In a 1967 speech delivered at an AAP meeting in his absence due to illness, Dr. Richmond called on pediatricians to “pay attention to the early environment of the child …” The biggest problems at that time, Dr. Richmond noted, were challenges from poverty, chronic and handicapping conditions, emotional disturbance and accidents.

Robert E. Cooke, M.D., FAAP, a pediatrician at Johns Hopkins University, also was an influential architect of Head Start (oral history,, who led a steering committee and recruited experts to develop the pilot program.

AAP further defines its role

The AAP responded to various practice concerns with a Council on Pediatric Practice, made up of representatives of various committees. In 1967, the council came out with Standards of Child Health Care — a precursor of Bright Futures and the Periodicity Schedule — and which first referenced the need for a medical home. That year, the council also issued Health Insurance Guidelines for Infants and Children.

New committees at this time included the Committee on Indian Health (later, Committee on Native American Health) and a Committee on International Child Health. The AAP also held its first meeting with the National Medical Association.

Another highlight was a landmark publication (1962) by C. Henry Kempe, M.D., FAAP, who is credited with coining the term “battered child.” The following year, the AAP released a statement on the maltreatment of children. The Children’s Bureau suggested language for state laws to require physicians and hospitals to report child abuse; all states passed these laws by the end of 1967.

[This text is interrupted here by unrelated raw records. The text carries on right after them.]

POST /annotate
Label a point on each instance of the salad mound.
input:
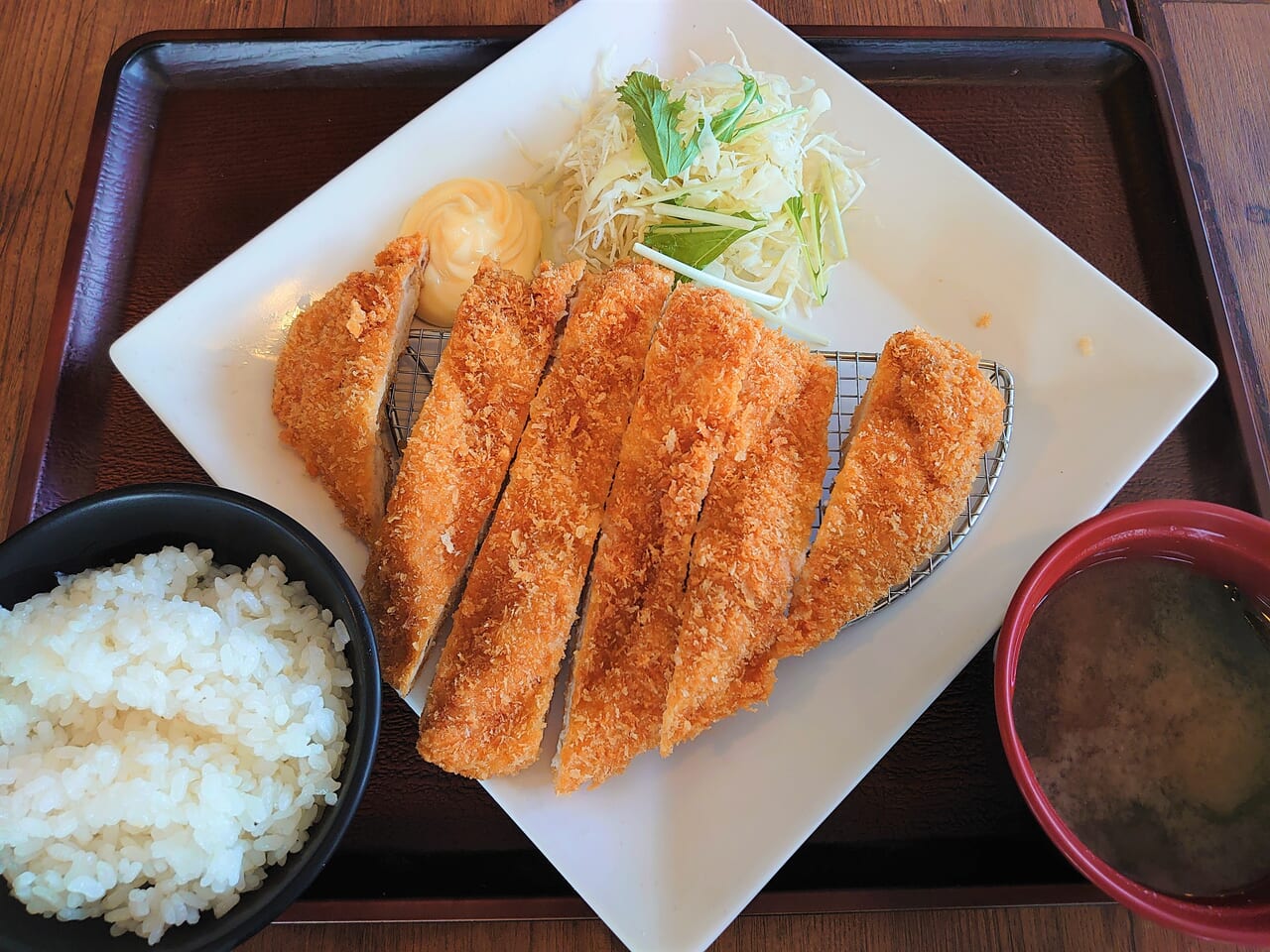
(720, 176)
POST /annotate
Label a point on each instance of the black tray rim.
(767, 902)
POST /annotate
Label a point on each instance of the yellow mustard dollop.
(463, 220)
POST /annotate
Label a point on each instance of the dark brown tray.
(202, 140)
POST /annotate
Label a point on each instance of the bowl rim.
(1227, 920)
(354, 774)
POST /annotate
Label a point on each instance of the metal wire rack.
(855, 370)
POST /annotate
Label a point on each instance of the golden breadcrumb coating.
(915, 449)
(457, 454)
(752, 538)
(488, 703)
(621, 666)
(331, 381)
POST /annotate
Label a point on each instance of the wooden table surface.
(1218, 68)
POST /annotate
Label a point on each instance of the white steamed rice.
(168, 730)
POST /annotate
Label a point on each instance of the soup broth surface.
(1143, 703)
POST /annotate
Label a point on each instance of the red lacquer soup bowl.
(1222, 542)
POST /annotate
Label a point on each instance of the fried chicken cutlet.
(916, 442)
(331, 381)
(752, 538)
(457, 454)
(625, 654)
(488, 702)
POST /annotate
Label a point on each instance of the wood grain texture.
(1219, 72)
(1093, 928)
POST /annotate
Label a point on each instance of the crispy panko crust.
(752, 538)
(625, 654)
(915, 449)
(457, 454)
(488, 703)
(331, 380)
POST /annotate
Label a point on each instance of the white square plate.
(671, 851)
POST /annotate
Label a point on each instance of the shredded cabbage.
(597, 193)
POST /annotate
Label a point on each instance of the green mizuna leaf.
(697, 244)
(657, 125)
(811, 239)
(725, 123)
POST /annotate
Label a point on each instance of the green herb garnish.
(657, 125)
(811, 239)
(725, 123)
(695, 244)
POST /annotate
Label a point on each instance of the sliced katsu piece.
(621, 666)
(331, 381)
(752, 538)
(916, 443)
(453, 463)
(488, 702)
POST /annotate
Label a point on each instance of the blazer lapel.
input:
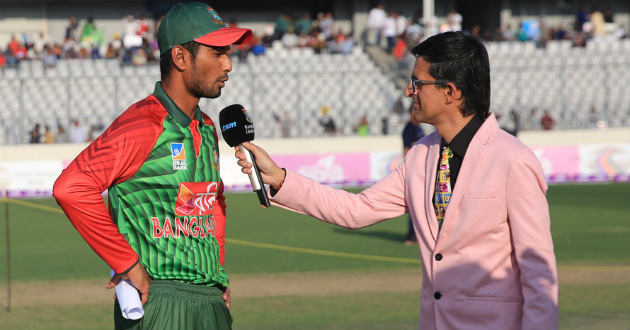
(470, 166)
(431, 168)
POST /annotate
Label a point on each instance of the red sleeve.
(113, 157)
(219, 213)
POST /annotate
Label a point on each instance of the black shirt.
(459, 145)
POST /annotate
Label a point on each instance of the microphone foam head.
(236, 125)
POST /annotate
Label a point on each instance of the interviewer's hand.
(138, 277)
(270, 173)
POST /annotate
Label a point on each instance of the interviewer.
(475, 193)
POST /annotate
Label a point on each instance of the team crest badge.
(178, 153)
(196, 198)
(215, 160)
(215, 17)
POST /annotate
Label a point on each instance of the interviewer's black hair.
(462, 60)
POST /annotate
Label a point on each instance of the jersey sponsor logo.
(178, 153)
(187, 227)
(215, 159)
(196, 198)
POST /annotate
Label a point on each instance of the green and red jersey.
(166, 204)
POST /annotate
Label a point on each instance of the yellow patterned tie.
(443, 185)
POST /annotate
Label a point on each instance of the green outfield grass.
(590, 226)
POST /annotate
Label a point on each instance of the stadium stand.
(565, 80)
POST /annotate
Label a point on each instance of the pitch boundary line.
(322, 252)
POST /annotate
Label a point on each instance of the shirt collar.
(460, 142)
(173, 109)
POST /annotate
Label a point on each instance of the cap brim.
(226, 36)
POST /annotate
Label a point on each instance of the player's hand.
(227, 298)
(270, 173)
(138, 277)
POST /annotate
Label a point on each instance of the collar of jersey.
(173, 109)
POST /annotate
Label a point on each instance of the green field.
(289, 271)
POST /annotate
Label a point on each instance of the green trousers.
(179, 306)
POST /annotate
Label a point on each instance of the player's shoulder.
(144, 113)
(206, 119)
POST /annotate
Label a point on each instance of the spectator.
(71, 29)
(284, 122)
(3, 59)
(304, 40)
(304, 24)
(521, 34)
(78, 134)
(327, 25)
(547, 122)
(62, 136)
(326, 121)
(49, 137)
(597, 22)
(398, 107)
(282, 26)
(579, 39)
(10, 58)
(90, 35)
(318, 41)
(130, 36)
(400, 55)
(35, 135)
(112, 51)
(401, 23)
(259, 47)
(594, 119)
(40, 41)
(532, 122)
(581, 17)
(389, 32)
(290, 39)
(50, 58)
(376, 21)
(560, 33)
(363, 127)
(508, 34)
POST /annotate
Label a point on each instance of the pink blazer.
(492, 265)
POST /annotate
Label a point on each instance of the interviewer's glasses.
(417, 84)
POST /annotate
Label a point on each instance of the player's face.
(210, 71)
(427, 98)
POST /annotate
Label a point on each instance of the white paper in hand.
(128, 299)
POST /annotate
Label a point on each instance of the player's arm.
(113, 157)
(219, 211)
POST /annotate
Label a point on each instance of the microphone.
(237, 127)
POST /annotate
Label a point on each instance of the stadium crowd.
(137, 44)
(389, 29)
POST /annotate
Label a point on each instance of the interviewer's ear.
(451, 92)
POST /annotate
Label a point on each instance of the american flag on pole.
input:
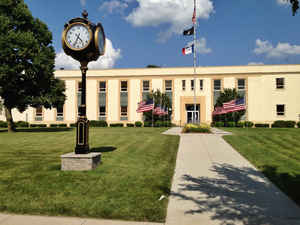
(194, 14)
(234, 105)
(145, 106)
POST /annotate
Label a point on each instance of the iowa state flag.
(188, 49)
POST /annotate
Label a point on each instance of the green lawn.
(276, 152)
(137, 168)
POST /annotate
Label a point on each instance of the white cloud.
(175, 13)
(201, 47)
(283, 2)
(108, 60)
(255, 63)
(281, 50)
(114, 6)
(83, 2)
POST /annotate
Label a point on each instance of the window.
(124, 86)
(168, 85)
(102, 86)
(39, 113)
(280, 110)
(217, 85)
(146, 85)
(123, 111)
(79, 86)
(279, 83)
(59, 114)
(201, 85)
(241, 84)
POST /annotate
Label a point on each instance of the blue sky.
(143, 32)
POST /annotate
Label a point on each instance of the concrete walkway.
(212, 185)
(215, 185)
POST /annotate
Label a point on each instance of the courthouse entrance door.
(192, 116)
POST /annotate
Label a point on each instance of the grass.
(137, 168)
(276, 152)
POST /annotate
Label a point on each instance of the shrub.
(3, 124)
(38, 125)
(265, 125)
(248, 124)
(116, 125)
(147, 124)
(22, 124)
(138, 124)
(283, 123)
(193, 128)
(239, 124)
(230, 124)
(98, 123)
(219, 124)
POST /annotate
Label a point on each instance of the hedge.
(265, 125)
(98, 123)
(138, 124)
(284, 123)
(116, 125)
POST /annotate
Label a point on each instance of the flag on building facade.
(145, 106)
(235, 105)
(189, 31)
(188, 50)
(194, 13)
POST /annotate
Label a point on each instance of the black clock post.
(85, 42)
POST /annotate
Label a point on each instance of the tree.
(226, 96)
(159, 99)
(26, 61)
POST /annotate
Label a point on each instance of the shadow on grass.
(44, 129)
(236, 195)
(103, 149)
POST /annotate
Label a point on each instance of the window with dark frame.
(192, 85)
(241, 84)
(102, 86)
(217, 85)
(146, 85)
(280, 109)
(280, 83)
(124, 86)
(201, 85)
(123, 110)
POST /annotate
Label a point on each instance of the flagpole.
(195, 60)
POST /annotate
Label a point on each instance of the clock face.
(78, 36)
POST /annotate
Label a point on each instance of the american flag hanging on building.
(145, 106)
(234, 105)
(194, 14)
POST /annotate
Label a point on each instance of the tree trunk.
(9, 119)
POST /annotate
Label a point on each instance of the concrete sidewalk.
(213, 184)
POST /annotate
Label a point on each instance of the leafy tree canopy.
(26, 60)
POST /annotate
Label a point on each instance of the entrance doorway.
(192, 116)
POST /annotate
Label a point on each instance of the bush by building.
(116, 125)
(98, 123)
(138, 124)
(264, 125)
(284, 123)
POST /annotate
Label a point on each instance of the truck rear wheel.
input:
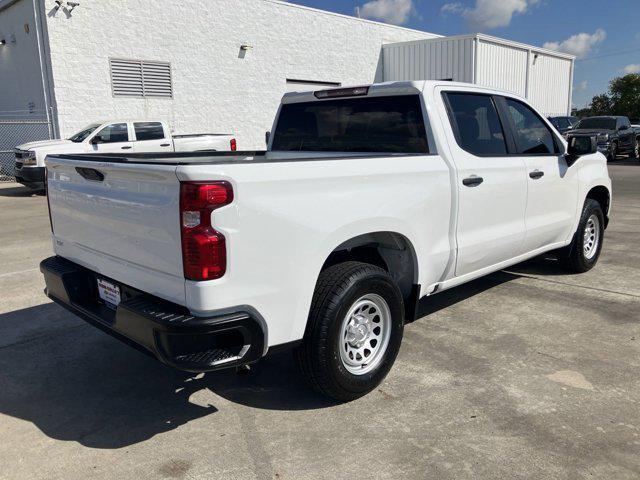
(353, 332)
(585, 248)
(613, 153)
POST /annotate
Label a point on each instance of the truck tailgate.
(120, 220)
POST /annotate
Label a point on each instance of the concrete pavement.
(529, 373)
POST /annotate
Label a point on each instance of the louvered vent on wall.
(134, 78)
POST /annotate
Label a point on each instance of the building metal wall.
(543, 77)
(550, 85)
(438, 59)
(502, 67)
(217, 87)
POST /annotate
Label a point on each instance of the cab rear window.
(384, 124)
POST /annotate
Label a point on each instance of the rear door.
(552, 188)
(492, 185)
(151, 137)
(112, 138)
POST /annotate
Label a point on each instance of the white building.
(222, 65)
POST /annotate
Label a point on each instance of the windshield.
(84, 133)
(603, 123)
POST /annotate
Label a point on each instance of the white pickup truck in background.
(113, 137)
(367, 200)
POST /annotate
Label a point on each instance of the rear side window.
(116, 132)
(475, 122)
(532, 135)
(383, 124)
(148, 130)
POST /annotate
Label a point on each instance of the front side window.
(373, 124)
(116, 132)
(148, 130)
(475, 122)
(84, 133)
(531, 134)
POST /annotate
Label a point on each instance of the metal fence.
(17, 132)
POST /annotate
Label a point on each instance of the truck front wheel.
(353, 332)
(585, 248)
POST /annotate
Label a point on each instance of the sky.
(603, 34)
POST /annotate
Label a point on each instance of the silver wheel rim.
(591, 237)
(365, 333)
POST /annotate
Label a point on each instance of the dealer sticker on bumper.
(109, 292)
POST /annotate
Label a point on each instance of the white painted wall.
(502, 67)
(21, 87)
(215, 90)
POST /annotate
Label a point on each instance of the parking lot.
(528, 373)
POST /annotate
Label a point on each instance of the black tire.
(339, 288)
(577, 261)
(613, 154)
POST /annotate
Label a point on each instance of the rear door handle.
(472, 181)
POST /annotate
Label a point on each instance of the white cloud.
(582, 86)
(455, 8)
(580, 44)
(395, 12)
(487, 14)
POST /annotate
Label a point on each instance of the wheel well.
(390, 251)
(601, 195)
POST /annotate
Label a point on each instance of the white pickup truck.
(113, 137)
(367, 200)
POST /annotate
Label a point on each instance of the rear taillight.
(204, 251)
(46, 192)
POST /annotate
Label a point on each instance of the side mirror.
(579, 146)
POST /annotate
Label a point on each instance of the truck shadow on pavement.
(19, 192)
(76, 383)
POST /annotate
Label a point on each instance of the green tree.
(625, 95)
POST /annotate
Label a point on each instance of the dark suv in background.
(613, 133)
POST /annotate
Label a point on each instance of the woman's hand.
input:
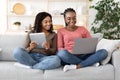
(46, 45)
(33, 45)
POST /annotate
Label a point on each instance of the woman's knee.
(62, 53)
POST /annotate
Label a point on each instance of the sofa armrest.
(116, 58)
(116, 63)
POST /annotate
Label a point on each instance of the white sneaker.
(96, 64)
(69, 67)
(22, 65)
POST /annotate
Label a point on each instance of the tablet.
(40, 38)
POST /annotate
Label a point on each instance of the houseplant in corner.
(108, 19)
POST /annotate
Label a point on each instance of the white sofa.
(8, 71)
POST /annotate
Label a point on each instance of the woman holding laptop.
(40, 58)
(66, 37)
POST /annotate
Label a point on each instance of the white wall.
(3, 17)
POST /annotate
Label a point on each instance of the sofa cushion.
(10, 72)
(10, 41)
(105, 72)
(109, 45)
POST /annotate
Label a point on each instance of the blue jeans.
(83, 59)
(36, 60)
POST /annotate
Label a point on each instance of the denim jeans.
(83, 59)
(36, 60)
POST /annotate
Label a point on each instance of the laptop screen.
(85, 45)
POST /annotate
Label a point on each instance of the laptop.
(85, 45)
(40, 38)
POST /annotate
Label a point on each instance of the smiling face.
(46, 23)
(70, 19)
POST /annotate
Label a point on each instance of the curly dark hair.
(38, 22)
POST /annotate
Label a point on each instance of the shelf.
(54, 7)
(21, 15)
(67, 0)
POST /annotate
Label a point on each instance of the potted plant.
(108, 19)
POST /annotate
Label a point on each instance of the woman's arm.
(60, 40)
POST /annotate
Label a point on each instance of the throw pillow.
(109, 45)
(97, 35)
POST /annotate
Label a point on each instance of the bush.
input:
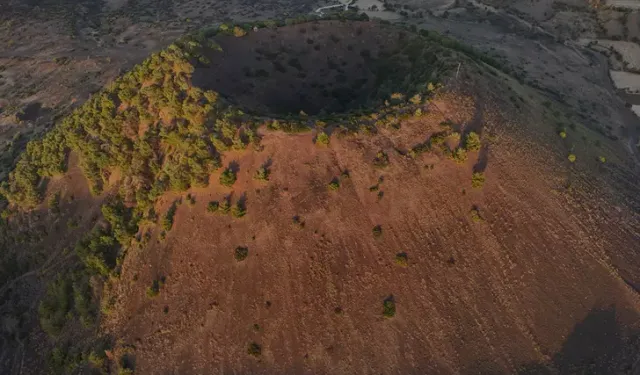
(262, 174)
(402, 259)
(228, 177)
(389, 308)
(239, 32)
(477, 180)
(154, 289)
(472, 142)
(322, 139)
(213, 206)
(167, 220)
(377, 231)
(381, 160)
(475, 215)
(254, 349)
(459, 155)
(298, 222)
(334, 184)
(241, 253)
(225, 206)
(238, 210)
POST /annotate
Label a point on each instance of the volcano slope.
(336, 196)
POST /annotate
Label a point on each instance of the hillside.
(335, 196)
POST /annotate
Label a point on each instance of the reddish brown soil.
(533, 288)
(327, 66)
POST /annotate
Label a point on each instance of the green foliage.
(123, 224)
(377, 231)
(402, 259)
(389, 308)
(477, 180)
(322, 139)
(69, 295)
(419, 149)
(165, 137)
(213, 206)
(437, 139)
(254, 349)
(238, 210)
(459, 155)
(98, 251)
(154, 290)
(241, 253)
(381, 160)
(334, 184)
(262, 173)
(54, 203)
(55, 306)
(475, 215)
(228, 177)
(298, 222)
(472, 142)
(167, 220)
(225, 205)
(239, 32)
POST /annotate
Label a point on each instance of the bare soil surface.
(327, 66)
(545, 283)
(514, 293)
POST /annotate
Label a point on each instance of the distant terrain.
(197, 187)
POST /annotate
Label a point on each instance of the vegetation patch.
(241, 253)
(389, 307)
(254, 349)
(477, 180)
(402, 259)
(228, 177)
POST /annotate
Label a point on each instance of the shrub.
(262, 174)
(389, 308)
(381, 160)
(225, 205)
(475, 215)
(228, 177)
(472, 142)
(167, 220)
(239, 32)
(241, 253)
(438, 138)
(54, 203)
(334, 184)
(322, 139)
(377, 231)
(154, 289)
(238, 210)
(213, 206)
(477, 180)
(459, 155)
(298, 222)
(254, 349)
(402, 259)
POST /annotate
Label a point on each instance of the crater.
(320, 67)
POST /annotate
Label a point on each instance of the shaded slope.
(294, 274)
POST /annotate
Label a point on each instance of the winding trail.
(345, 3)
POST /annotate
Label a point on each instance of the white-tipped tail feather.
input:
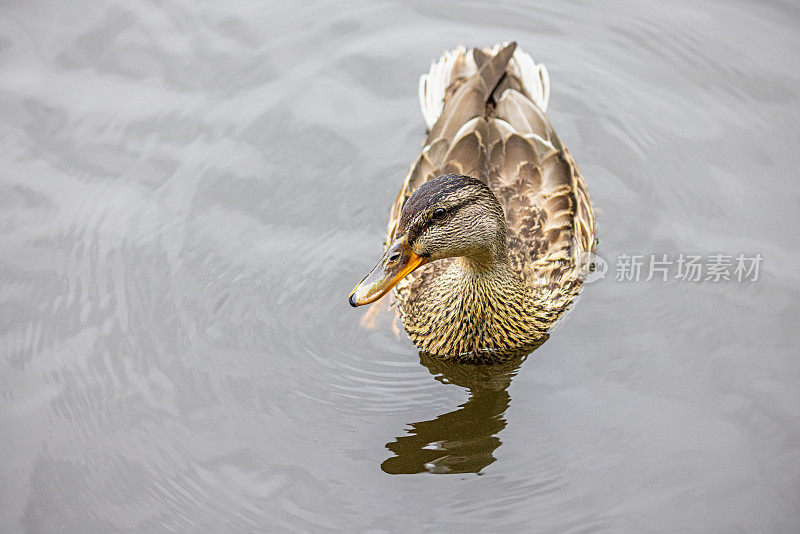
(459, 62)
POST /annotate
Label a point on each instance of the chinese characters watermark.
(687, 267)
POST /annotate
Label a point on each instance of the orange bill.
(397, 262)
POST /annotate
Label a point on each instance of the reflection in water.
(464, 440)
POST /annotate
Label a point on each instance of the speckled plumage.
(491, 129)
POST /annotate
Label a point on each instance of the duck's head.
(449, 216)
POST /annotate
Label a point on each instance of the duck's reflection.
(464, 440)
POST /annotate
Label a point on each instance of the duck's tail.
(456, 66)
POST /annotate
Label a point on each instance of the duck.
(492, 233)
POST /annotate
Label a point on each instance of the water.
(189, 191)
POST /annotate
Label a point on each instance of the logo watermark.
(681, 267)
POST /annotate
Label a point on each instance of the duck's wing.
(550, 219)
(485, 112)
(463, 82)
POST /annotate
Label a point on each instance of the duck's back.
(485, 113)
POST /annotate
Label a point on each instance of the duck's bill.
(397, 262)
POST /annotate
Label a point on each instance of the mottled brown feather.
(490, 129)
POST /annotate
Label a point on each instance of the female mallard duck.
(488, 236)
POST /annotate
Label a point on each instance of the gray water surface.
(189, 190)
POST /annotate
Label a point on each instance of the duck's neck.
(478, 304)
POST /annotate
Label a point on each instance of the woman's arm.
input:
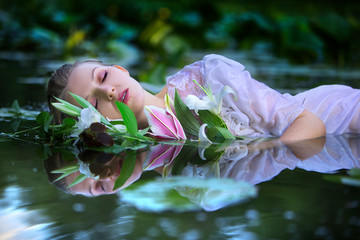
(305, 126)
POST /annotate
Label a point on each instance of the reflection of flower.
(210, 102)
(84, 168)
(87, 117)
(161, 155)
(164, 124)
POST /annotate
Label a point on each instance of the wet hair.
(57, 84)
(52, 163)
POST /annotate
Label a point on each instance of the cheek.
(109, 110)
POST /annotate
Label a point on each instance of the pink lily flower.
(161, 155)
(164, 124)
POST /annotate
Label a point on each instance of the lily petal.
(161, 155)
(196, 104)
(164, 124)
(202, 135)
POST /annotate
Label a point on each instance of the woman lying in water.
(257, 110)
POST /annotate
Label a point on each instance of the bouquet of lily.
(95, 130)
(176, 122)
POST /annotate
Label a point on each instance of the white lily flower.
(210, 102)
(87, 117)
(84, 168)
(204, 142)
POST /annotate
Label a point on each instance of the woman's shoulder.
(215, 60)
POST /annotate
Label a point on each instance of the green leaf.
(187, 152)
(63, 108)
(219, 134)
(77, 180)
(354, 172)
(128, 117)
(187, 120)
(126, 170)
(225, 133)
(15, 107)
(211, 119)
(70, 168)
(44, 119)
(69, 122)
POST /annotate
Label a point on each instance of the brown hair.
(56, 86)
(55, 162)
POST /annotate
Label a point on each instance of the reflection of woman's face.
(105, 183)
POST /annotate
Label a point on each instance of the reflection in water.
(19, 223)
(243, 163)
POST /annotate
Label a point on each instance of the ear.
(121, 68)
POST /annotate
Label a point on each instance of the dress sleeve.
(257, 110)
(183, 81)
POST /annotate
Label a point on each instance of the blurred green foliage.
(302, 31)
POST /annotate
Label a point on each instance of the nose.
(106, 174)
(107, 92)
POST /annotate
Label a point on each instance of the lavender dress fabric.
(258, 110)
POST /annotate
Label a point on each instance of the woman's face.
(102, 85)
(105, 184)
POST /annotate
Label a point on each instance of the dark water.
(294, 199)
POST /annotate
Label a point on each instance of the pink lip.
(124, 96)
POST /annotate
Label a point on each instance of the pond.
(251, 192)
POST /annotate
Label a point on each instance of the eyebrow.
(92, 79)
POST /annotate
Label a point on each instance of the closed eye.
(96, 103)
(105, 76)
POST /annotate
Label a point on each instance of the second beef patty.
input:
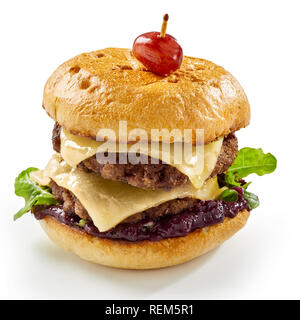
(150, 176)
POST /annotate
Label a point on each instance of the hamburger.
(154, 212)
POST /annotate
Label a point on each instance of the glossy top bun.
(98, 89)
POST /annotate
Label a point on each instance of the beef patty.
(153, 176)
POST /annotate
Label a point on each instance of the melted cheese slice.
(110, 202)
(197, 164)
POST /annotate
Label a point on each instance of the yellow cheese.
(110, 202)
(196, 164)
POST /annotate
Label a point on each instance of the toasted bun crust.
(144, 254)
(98, 89)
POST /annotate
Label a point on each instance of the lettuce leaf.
(253, 200)
(32, 193)
(248, 161)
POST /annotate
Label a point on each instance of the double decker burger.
(121, 199)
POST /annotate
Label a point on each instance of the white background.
(257, 41)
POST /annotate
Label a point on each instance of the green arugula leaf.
(253, 200)
(33, 193)
(229, 195)
(248, 161)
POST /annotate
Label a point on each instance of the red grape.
(160, 55)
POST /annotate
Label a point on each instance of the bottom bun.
(142, 254)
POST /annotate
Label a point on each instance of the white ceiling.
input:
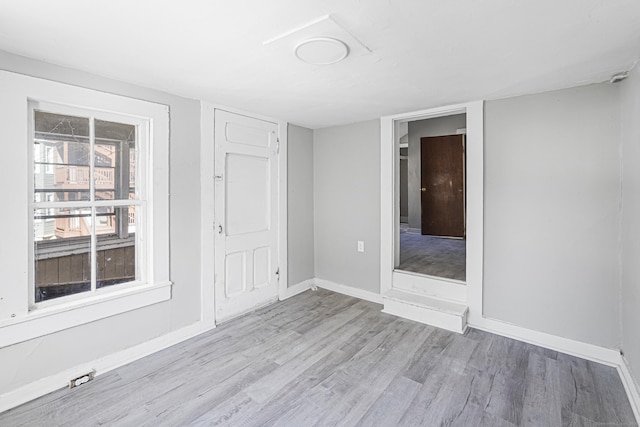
(425, 53)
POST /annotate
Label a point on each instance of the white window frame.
(142, 144)
(20, 319)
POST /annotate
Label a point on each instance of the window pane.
(116, 248)
(62, 252)
(114, 160)
(60, 157)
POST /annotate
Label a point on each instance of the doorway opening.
(432, 198)
(393, 280)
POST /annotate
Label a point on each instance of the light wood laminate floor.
(432, 255)
(326, 359)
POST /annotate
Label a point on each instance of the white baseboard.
(631, 386)
(105, 364)
(298, 288)
(580, 349)
(348, 290)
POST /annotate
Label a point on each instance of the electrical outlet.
(82, 379)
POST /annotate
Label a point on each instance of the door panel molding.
(207, 220)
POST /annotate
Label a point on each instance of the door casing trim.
(207, 218)
(389, 197)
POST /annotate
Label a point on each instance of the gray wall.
(418, 129)
(346, 165)
(552, 193)
(630, 232)
(300, 204)
(48, 355)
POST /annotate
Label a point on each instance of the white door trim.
(389, 205)
(207, 157)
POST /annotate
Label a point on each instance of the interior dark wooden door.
(442, 166)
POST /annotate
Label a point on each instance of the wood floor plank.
(326, 359)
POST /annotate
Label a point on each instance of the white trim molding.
(389, 201)
(630, 385)
(207, 218)
(105, 364)
(569, 346)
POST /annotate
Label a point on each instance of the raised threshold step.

At the end of the ’60s, the AAP took over publishing Pediatrics and purchased the building next door to the central office.

Accident prevention work continues

The Committee on Accident Prevention set up a clearinghouse for reports of unusual accidents and monitored problems.

Policy statements in the ’60s warned about the hazards of tobacco; the importance of milk sterilization; the need for safety in school buses; the importance of seatbelts and driver education; and diagnosis of lead poisoning. An accidents column in the AAP News Letter (forerunner to AAP News) revealed cases of suffocation of infants wedged between mattresses and bumper guards, strangulation due to dangling cords from blinds and telephones, and injuries from toy boxes.

In 1960, the Federal Hazardous Substances Labeling Act was passed. In addition, the prescription warning label: “Keep all medication out of the reach of children” was a recommendation of the poison subcommittee of the Committee on Accident Prevention. AAP members were reminded to ensure that this label appeared on all medications they prescribed.

It was another example of pediatricians making progress on the founding goals of the AAP to address, in the words of former President Paul W. Beaven, M.D., FAAP: “…all aspects of the work for the welfare of children.”